How to verify that an endpoint is down from dial plan

I want to be able to check if my primary endpoint is up and running from DialPlan. If my primary is down I want to be able to find out so I can route traffic to a backup endpoint.

For testing, I have used an ip address I know won’t work, 1.1.1.1, I will be referring to this endpoint as the ‘broken primary’. The ‘backup’ endpoint, is an asterisk PBX I have verified works.

I setup OPTIONS pings for both the broken primary and backup, and as expected, I don’t receive a response from the broken primary, but I do receive a response from the working backup. So far so good.

I get the following message from the asterisk CLI to indicate that the broken primary is unreachable after the qualify timeout is reached, as expected.

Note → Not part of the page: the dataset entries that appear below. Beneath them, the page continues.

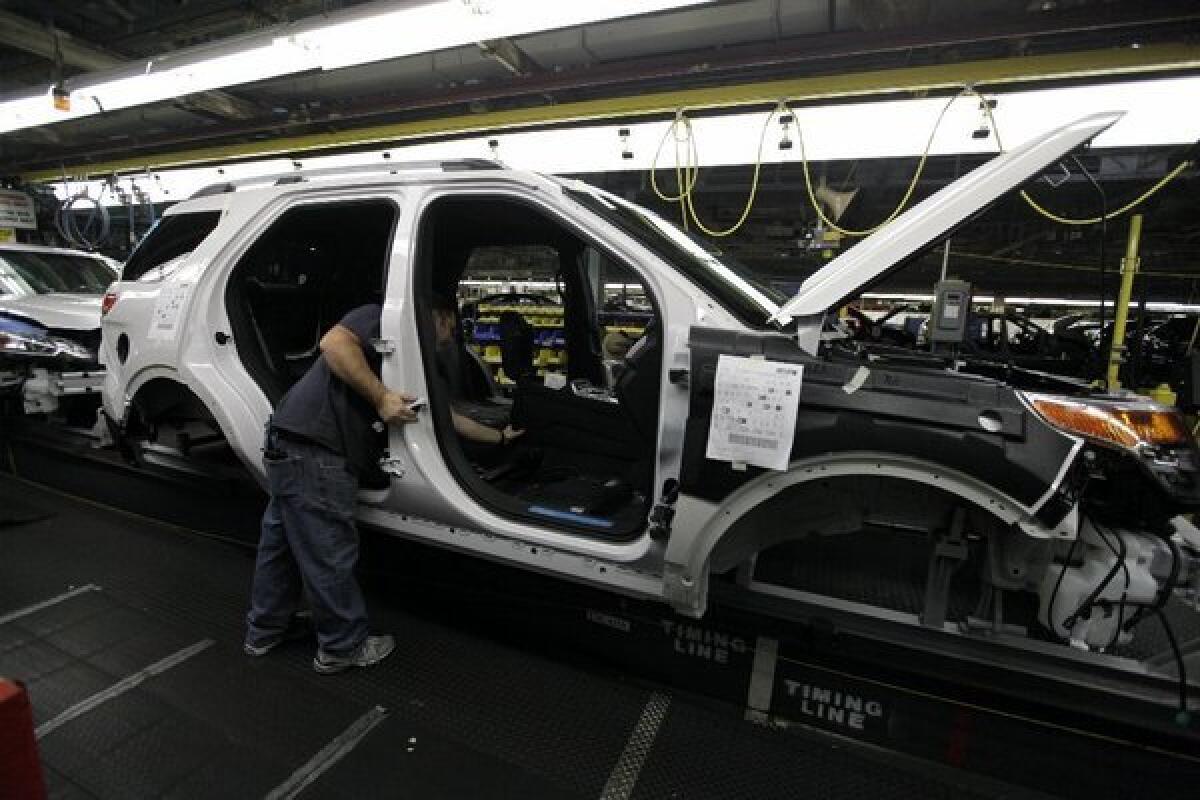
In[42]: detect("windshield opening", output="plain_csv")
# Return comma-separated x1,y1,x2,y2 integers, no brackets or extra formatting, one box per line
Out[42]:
560,183,785,329
0,251,115,295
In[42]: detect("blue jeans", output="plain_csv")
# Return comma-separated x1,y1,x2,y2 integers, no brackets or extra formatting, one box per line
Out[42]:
246,431,369,655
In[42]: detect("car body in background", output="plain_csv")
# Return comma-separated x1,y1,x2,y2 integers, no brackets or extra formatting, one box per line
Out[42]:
0,244,116,417
1053,312,1200,392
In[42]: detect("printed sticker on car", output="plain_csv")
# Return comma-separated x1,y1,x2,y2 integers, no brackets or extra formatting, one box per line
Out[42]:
148,282,192,341
705,354,803,471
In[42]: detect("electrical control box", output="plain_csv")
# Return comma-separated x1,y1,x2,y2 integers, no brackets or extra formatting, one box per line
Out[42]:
929,279,973,347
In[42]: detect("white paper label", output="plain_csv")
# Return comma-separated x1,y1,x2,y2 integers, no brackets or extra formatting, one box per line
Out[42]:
148,282,192,341
706,355,803,471
0,190,36,230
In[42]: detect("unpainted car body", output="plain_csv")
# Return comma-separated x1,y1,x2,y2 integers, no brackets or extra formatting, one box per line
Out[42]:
99,115,1200,665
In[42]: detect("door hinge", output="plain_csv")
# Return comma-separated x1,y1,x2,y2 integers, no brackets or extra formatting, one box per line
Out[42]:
648,478,680,541
379,455,406,478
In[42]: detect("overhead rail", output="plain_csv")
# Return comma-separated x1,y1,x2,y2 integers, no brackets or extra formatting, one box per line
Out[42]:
19,43,1200,183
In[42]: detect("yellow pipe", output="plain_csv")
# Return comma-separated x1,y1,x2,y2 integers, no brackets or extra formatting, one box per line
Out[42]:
1107,213,1143,389
21,43,1200,182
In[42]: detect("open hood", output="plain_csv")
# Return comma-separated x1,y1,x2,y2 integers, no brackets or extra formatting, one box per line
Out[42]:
771,112,1123,325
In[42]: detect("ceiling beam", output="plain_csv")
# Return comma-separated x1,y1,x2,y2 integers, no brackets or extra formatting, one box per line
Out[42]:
0,8,260,121
0,8,123,72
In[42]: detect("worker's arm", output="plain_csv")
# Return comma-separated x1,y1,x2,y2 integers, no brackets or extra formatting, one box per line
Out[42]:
450,410,524,446
320,324,417,424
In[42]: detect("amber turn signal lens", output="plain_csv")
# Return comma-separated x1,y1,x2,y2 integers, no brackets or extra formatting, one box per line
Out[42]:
1031,397,1191,449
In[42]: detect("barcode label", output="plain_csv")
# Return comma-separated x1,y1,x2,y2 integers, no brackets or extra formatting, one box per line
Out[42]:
728,433,777,450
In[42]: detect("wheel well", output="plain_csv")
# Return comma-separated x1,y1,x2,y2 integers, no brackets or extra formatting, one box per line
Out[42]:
127,378,218,435
709,474,1009,574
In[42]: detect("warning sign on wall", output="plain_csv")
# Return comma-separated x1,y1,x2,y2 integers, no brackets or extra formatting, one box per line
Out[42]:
0,191,36,230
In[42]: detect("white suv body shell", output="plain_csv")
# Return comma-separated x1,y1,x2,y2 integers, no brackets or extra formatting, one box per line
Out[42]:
101,114,1127,616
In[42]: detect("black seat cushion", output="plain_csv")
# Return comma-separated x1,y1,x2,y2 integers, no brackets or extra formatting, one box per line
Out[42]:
511,383,640,464
498,311,536,382
614,319,662,447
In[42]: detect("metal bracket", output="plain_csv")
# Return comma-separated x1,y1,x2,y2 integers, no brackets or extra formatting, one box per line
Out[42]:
920,506,969,629
663,561,707,619
379,454,406,478
648,478,680,541
793,313,823,356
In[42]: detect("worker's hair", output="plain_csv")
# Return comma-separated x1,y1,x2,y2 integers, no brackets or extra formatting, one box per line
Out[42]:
432,293,457,315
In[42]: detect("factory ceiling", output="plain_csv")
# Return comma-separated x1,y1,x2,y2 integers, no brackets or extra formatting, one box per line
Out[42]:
1,0,1197,301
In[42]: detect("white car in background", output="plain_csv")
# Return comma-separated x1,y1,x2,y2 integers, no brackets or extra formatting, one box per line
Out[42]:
0,243,116,417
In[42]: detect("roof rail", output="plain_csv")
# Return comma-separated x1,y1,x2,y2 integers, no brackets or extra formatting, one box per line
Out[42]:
190,182,236,198
188,159,505,199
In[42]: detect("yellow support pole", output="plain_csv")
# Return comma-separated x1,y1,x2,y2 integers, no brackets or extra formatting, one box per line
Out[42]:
1107,213,1143,389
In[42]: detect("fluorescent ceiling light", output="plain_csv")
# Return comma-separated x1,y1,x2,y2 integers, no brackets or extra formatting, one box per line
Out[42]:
0,0,712,135
297,0,714,71
54,75,1200,205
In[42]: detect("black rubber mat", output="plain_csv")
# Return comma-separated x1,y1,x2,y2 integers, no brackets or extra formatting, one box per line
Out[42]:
631,701,998,800
0,478,1034,799
0,492,54,526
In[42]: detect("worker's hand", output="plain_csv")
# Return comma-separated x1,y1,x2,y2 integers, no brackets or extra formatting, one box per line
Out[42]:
377,390,418,424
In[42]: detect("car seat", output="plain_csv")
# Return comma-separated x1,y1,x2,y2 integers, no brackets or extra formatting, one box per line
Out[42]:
613,318,662,447
498,310,536,383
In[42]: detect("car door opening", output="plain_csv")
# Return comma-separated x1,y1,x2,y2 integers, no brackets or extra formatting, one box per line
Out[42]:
224,199,398,406
415,194,662,540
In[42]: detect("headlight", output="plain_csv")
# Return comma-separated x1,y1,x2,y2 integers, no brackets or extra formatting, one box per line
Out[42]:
0,330,94,361
1024,392,1190,450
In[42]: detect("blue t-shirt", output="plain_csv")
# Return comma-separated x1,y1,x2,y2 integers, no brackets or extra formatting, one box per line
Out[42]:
272,304,385,475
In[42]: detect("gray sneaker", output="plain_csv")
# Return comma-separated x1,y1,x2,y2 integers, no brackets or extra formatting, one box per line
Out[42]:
313,634,395,674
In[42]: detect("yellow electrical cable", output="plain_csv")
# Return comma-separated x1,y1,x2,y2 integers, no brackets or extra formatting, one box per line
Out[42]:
793,91,971,237
964,85,1194,226
681,109,778,237
1018,161,1192,225
650,108,775,237
650,113,697,203
649,84,1193,241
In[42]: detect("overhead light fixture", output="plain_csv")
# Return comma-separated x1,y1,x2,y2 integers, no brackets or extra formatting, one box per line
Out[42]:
972,97,997,140
294,0,713,71
0,0,713,135
778,114,794,150
51,85,70,112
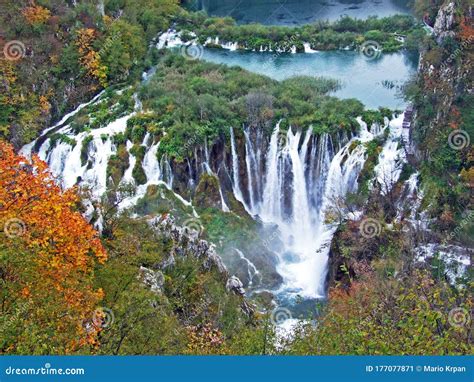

– Contact X.X.X.X/sip:1.1.1.1:5060 is now Unreachable. RTT: 0.000 msec

The problem is, that I haven’t found a good way to check the qualify status of the ‘broken primary’ endpoint in my dial plan.

I did some research and saw that there was a SIPPEER function, so I tried to register the working backup endpoint as a peer by doing the following in my sip.conf:

[test-peer]
type=friend
context=phone
allow=ulaw,alaw
secret=1234
host=X.X.X.X ; in my conf this is a valid IP

But I get the following error when I run the asterisk CLI, indicating that the peer is unreachable.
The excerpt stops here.